Abstract

Liquid chromatography coupled to ion spray tandem mass spectrometry was developed as a method for the simultaneous analysis of the amino acid 1-aminocyclopropane-1-carboxylic acid (ACC) and its structural analogue, cyclopropane-1,1-dicarboxylic acid (CDA). ACC and CDA fragmentation as well as optimization of MS parameters were investigated in positive ion mode. In selective reaction monitoring mode the protonated molecule [M+H] + was selected as parent ion for both ACC and CDA, while the immonium ion from ACC and the [M+H−H 2O] + ion from CDA were selected, respectively, as product ions. In spite of the high selectivity of MS/MS among the 20 protein amino acids potentially present with ACC and CDA in the plant material analyzed, Glu and Thr can interfere with the signal of ACC. As a result, their chromatographic separation is necessary.

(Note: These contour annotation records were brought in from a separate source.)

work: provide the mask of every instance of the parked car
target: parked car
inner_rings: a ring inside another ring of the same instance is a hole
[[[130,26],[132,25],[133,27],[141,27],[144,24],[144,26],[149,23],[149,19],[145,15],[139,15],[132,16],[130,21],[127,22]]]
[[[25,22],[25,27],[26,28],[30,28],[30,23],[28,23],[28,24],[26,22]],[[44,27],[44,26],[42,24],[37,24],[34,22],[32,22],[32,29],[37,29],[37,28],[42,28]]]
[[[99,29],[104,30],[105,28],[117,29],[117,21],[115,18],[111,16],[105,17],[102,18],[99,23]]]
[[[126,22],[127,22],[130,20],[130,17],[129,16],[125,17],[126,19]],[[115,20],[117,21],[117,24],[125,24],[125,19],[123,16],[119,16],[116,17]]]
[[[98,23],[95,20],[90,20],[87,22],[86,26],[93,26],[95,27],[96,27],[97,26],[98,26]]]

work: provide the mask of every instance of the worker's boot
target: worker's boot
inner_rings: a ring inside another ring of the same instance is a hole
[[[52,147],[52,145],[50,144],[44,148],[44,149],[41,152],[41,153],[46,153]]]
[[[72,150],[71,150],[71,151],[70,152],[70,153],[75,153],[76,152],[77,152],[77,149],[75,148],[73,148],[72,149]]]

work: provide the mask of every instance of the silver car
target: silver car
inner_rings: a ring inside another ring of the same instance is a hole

This was achieved in less than 4 min by ion-pair reversed-phase chromatography with nonafluoropentanoic acid as ion-pair reagent. A linear response within a concentration range of 1–5 mg l −1 was observed for this LC method and the detection limit was found to be 20 pmol for ACC and 150 pmol for CDA (using a 20-μl loop). This methodology was successfully applied to the detection of ACC in apple tissue.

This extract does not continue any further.